Push the Drywall Flush to the Studs
With the cutout removed, push the drywall up against the studs. Make sure the electrical box slots into the hole you have cut for it. If you missed any curves or turns while cutting, make additional cuts with the Dremel. Your job is done when the drywall comfortably sits flush and the electrical box is not interfering with any of the drywall edges.
Fully Secure Your Drywall
With the drywall flush to the wall, secure it completely by driving in drywall screws around the edges of the drywall and along any studs in the center of the drywall sheet. Now, your job is done, and you can easily wire any electrical components or fixtures into the electrical box.
How Do You Cut Drywall with a Rotary Tool?

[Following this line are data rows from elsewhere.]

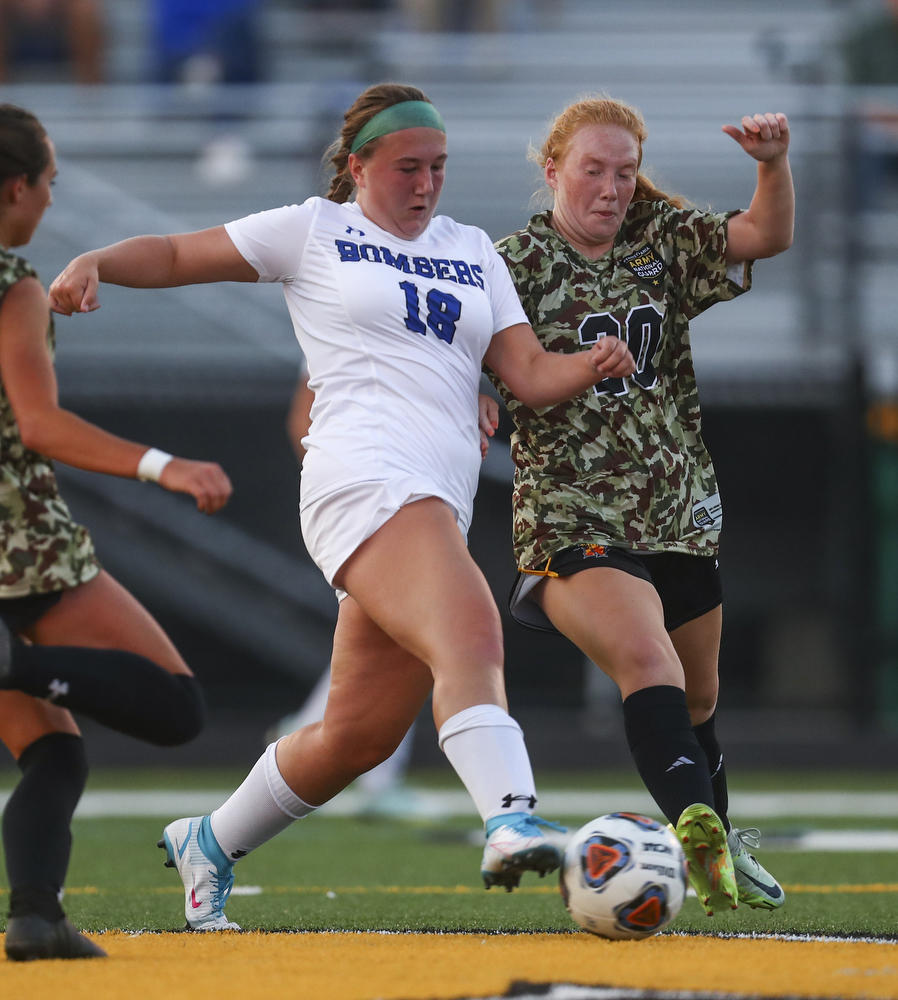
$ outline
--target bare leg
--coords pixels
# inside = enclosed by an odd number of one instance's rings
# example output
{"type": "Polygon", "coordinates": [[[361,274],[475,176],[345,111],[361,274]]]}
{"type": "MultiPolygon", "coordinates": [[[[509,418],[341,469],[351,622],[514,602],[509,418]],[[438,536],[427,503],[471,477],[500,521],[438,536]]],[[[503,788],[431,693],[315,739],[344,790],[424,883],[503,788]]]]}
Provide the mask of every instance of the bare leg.
{"type": "Polygon", "coordinates": [[[694,726],[706,722],[717,707],[717,661],[723,613],[714,608],[670,633],[686,677],[686,702],[694,726]]]}
{"type": "Polygon", "coordinates": [[[62,600],[22,633],[38,646],[123,649],[167,670],[192,672],[146,608],[105,570],[62,600]]]}

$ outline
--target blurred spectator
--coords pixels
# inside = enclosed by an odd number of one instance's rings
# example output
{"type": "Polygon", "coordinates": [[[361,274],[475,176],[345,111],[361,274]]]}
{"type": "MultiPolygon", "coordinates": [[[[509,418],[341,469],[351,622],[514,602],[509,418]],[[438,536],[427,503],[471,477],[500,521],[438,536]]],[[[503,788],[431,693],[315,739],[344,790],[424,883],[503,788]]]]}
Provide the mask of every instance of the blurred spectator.
{"type": "Polygon", "coordinates": [[[27,65],[58,68],[69,62],[77,83],[101,83],[103,49],[102,0],[0,0],[4,83],[27,65]]]}
{"type": "Polygon", "coordinates": [[[154,0],[157,79],[255,83],[259,0],[154,0]]]}
{"type": "Polygon", "coordinates": [[[856,177],[861,209],[879,207],[887,185],[898,180],[898,0],[883,0],[883,7],[843,47],[848,83],[896,88],[894,100],[866,100],[859,108],[856,177]]]}
{"type": "Polygon", "coordinates": [[[402,0],[419,31],[501,31],[505,0],[402,0]]]}

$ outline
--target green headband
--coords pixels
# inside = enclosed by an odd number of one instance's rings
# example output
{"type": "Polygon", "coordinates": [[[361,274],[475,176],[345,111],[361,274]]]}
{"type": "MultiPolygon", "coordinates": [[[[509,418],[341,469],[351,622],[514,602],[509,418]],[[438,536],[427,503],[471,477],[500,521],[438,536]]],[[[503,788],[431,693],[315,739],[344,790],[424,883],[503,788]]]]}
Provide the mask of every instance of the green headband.
{"type": "Polygon", "coordinates": [[[357,153],[366,142],[391,132],[401,132],[404,128],[437,128],[441,132],[446,131],[439,111],[430,101],[402,101],[378,111],[365,122],[353,139],[349,152],[357,153]]]}

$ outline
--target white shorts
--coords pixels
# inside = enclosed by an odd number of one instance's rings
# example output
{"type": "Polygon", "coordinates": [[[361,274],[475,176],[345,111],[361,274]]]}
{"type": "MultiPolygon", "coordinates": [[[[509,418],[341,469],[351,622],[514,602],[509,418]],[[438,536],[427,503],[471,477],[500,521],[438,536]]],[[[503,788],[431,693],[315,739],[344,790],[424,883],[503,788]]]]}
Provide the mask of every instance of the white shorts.
{"type": "Polygon", "coordinates": [[[353,483],[318,497],[305,507],[300,506],[303,541],[309,555],[337,592],[338,601],[347,596],[345,590],[334,586],[334,577],[343,563],[400,508],[432,496],[448,505],[462,537],[467,540],[471,512],[465,512],[467,517],[462,522],[459,511],[435,489],[428,490],[420,480],[409,478],[353,483]]]}

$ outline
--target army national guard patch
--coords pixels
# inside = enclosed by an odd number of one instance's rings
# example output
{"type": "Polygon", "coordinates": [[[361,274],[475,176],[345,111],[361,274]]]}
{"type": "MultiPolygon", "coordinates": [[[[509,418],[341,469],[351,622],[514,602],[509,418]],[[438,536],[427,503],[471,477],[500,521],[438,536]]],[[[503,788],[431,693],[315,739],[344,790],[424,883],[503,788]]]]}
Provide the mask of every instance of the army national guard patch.
{"type": "Polygon", "coordinates": [[[636,253],[624,257],[621,263],[628,271],[632,271],[640,281],[655,288],[661,284],[661,279],[667,272],[664,261],[655,253],[650,243],[640,247],[636,253]]]}

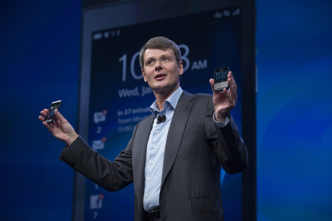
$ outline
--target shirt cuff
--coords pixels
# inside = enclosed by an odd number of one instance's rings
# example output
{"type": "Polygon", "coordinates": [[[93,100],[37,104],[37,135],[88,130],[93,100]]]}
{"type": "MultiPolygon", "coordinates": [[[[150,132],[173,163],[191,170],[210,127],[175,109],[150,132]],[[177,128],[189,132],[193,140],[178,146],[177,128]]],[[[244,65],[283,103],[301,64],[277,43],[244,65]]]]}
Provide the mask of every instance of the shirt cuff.
{"type": "Polygon", "coordinates": [[[219,122],[216,120],[216,112],[214,113],[214,120],[217,124],[217,126],[218,126],[219,128],[223,128],[225,126],[226,126],[230,121],[230,114],[228,113],[228,115],[227,115],[227,117],[226,118],[226,120],[225,121],[225,122],[219,122]]]}

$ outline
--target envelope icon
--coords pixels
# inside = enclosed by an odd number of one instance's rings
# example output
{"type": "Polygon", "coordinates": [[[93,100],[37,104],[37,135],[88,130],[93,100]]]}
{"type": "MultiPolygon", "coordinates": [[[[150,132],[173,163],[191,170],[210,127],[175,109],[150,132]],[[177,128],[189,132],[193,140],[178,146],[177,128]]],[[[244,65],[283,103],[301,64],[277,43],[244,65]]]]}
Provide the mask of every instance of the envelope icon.
{"type": "Polygon", "coordinates": [[[93,140],[92,141],[92,148],[94,150],[103,149],[104,143],[101,140],[93,140]]]}

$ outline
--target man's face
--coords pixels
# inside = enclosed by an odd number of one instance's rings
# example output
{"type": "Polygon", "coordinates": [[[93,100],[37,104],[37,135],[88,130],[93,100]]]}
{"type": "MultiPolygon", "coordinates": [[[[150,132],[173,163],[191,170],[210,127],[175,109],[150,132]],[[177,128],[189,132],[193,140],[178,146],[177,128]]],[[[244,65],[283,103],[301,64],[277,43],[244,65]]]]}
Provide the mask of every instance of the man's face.
{"type": "MultiPolygon", "coordinates": [[[[166,51],[148,48],[144,54],[144,61],[159,59],[165,57],[175,58],[172,49],[166,51]]],[[[174,59],[170,63],[162,64],[159,60],[152,66],[144,66],[141,69],[144,81],[148,82],[153,91],[157,93],[169,94],[175,91],[180,86],[179,77],[183,73],[182,62],[178,64],[174,59]]]]}

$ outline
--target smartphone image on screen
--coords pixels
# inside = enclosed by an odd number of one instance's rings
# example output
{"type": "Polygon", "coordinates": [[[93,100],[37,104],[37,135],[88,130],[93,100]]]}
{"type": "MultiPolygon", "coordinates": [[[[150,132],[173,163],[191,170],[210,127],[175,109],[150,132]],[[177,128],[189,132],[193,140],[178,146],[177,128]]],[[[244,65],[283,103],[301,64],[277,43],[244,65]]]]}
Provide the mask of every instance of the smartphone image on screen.
{"type": "Polygon", "coordinates": [[[227,75],[229,72],[228,67],[221,67],[215,70],[215,90],[219,91],[224,88],[228,88],[227,75]]]}
{"type": "Polygon", "coordinates": [[[55,111],[56,109],[59,109],[60,105],[62,103],[62,101],[60,100],[58,101],[55,101],[51,104],[51,107],[49,109],[49,111],[48,113],[46,114],[44,121],[46,123],[49,123],[52,122],[55,116],[55,111]]]}

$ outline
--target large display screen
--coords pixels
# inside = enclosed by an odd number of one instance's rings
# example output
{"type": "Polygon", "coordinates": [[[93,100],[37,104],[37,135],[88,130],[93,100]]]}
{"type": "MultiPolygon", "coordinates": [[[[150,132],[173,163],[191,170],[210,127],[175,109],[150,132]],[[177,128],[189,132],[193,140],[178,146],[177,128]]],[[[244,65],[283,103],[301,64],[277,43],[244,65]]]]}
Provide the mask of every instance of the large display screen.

Use your Dremel or another rotary tool to cut drywall around in-wall elements that must be accessed or that prevent the drywall from lying flush with the studs. Electrical boxes are the most common item you will be required to cut around. In order to perform this cut, mark where the electrical box is on your drywall sheet before hanging it. Then, hang the drywall sheet securing it only at the top. Next, use a Dremel equipped with a drywall bit to cut around the outside edge of the electrical box. After cutting, push the drywall flush to the wall and ensure the electrical box is not interfering with the drywall. Make any additional cuts with the Dremel as necessary to ensure a perfect fit. Finally, secure the sheet of drywall in place with additional screws.